Senate Banking Republicans criticized Raskin for that and other statements she had made about the financial risk posed by climate change and the duty of financial regulators to address it. 

They later boycotted a committee vote to advance her nomination, citing her involvement with a financial technology company that was granted access to the Fed’s payment system while she was a member of the company’s board. Raskin and the Federal Reserve Bank of Kansas City, which approved Reserve Trust’s master account, denied any improper conduct.

“The Senate’s bipartisan rejection of Sarah Bloom Raskin’s nomination sends a powerful message to the Fed, and to all financial regulators, that it is not their job to allocate capital or stray from their mission to pursue extraneous or politically charged campaigns,” Senate Banking ranking member Patrick J. Toomey, R-Pa., said in a statement. “The Biden administration should nominate in her place an individual who will focus exclusively on implementing the Fed’s statutory mandates of stable prices, full employment, and supervision of bank holding companies.”
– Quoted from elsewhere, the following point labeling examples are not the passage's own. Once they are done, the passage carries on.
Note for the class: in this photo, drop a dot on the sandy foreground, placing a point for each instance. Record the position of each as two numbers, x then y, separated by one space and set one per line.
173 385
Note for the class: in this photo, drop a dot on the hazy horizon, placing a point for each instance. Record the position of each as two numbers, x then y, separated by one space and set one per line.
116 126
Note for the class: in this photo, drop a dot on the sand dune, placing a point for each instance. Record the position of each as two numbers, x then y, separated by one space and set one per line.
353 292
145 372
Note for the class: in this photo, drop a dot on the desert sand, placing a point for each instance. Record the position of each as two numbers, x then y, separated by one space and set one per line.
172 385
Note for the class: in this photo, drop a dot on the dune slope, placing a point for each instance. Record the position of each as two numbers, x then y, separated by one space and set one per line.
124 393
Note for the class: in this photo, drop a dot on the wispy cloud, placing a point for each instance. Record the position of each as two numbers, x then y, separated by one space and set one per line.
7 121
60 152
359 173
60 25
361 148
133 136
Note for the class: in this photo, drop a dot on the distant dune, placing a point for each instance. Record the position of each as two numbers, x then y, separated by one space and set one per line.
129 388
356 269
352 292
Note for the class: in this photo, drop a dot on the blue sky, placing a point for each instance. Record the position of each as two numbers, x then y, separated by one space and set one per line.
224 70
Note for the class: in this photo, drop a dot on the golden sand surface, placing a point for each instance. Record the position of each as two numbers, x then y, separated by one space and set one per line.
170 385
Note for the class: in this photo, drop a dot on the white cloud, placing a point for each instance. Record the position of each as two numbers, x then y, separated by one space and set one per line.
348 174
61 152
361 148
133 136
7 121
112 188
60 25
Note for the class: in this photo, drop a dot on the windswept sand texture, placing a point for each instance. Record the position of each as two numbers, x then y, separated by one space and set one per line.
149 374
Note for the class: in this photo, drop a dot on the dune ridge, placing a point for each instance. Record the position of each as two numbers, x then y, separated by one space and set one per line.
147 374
But Senate Banking Chairman Sherrod Brown, D-Ohio, issued a statement saying Raskin’s opponents accepted the view of the gas and oil industry.

“Unfortunately, too many of my colleagues ignored the broad, bipartisan support from community bankers, top economists, cybersecurity experts, state banking regulators, consumer advocates, and so many others. Instead, they fell for talking points written by the oil and gas industry,” he said. “Republicans engaged in a disingenuous smear campaign, distorting Ms. Raskin’s views beyond recognition and made unsubstantiated attacks on her character. Committee Democrats were united, and we did our jobs.”
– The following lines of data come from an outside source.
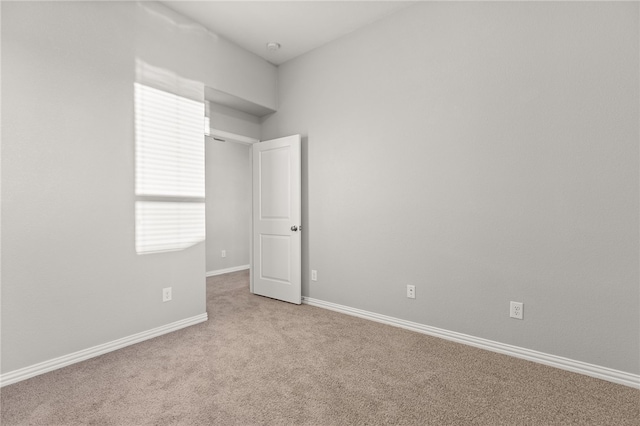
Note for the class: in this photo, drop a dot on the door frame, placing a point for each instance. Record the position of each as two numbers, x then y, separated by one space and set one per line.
224 136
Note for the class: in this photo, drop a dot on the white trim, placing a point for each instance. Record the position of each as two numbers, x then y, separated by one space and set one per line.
63 361
227 270
232 137
605 373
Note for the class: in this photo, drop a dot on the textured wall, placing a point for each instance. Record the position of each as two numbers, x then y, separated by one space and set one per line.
484 152
71 278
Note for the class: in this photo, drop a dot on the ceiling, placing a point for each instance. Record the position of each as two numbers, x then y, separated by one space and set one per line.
298 26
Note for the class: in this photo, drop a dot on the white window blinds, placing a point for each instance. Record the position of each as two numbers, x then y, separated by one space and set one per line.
169 183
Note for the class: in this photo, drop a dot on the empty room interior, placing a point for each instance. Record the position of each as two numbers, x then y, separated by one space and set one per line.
320 213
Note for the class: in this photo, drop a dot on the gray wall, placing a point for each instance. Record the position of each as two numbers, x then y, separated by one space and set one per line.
228 191
71 278
485 152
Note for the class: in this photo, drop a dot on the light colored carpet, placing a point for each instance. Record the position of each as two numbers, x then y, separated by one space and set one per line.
260 361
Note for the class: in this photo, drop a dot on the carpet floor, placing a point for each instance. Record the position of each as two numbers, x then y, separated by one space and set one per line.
260 361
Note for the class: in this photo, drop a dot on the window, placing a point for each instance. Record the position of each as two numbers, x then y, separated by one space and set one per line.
169 182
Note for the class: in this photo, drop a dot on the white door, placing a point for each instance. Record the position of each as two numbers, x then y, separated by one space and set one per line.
277 241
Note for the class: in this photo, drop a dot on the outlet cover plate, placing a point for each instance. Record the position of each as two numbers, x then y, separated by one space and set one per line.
516 310
166 294
411 291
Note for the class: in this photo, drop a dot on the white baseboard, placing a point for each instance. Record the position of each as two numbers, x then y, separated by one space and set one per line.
63 361
227 270
609 374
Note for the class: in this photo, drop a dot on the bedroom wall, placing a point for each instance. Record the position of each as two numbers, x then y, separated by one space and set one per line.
228 187
71 278
485 153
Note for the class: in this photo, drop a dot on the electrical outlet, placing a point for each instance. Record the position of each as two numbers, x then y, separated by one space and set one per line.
411 291
166 294
516 310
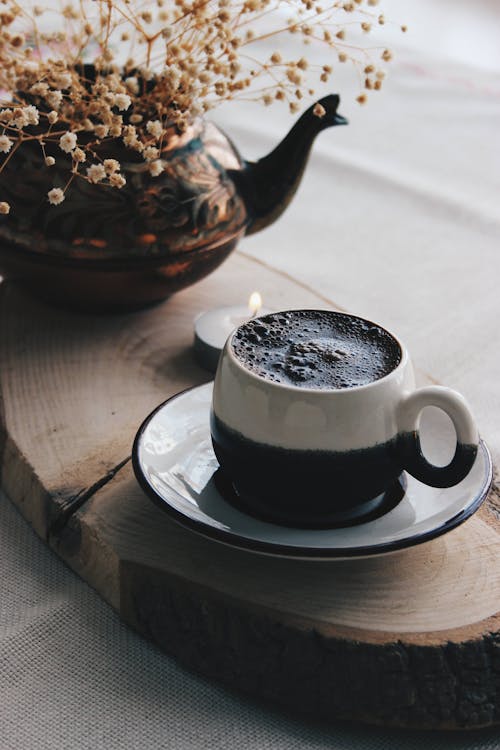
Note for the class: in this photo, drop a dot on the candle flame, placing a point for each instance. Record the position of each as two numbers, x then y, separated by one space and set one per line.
254 303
Without at least one Republican present, the Banking Committee was unable to take a vote last month to advance her nomination or those of four other Fed nominees, including acting Chairman Jerome Powell for a second term, Lael Brainard to be vice chair, and Lisa Cook and Philip Jefferson to join the board. 

Toomey told reporters that Republicans were ready to vote on other nominees.

“Anytime the chairman wants to schedule a vote for the remaining nominees, I think Republicans will turn out in substantial numbers, and we’ll cast our votes,” Toomey said.

Raskin, who is married to Rep. Jamie Raskin, D-Md., was a member of the Fed board from 2010 to 2014, and left to become second-in-command at the Treasury Department until 2017. As vice chair for supervision, she would have been in charge of setting the Fed’s policy agenda.

Manchin was a member of the Senate when it confirmed Raskin for the Treasury post in a voice vote.

Biden urged the Senate Banking Committee to move forward with votes on the other four nominees.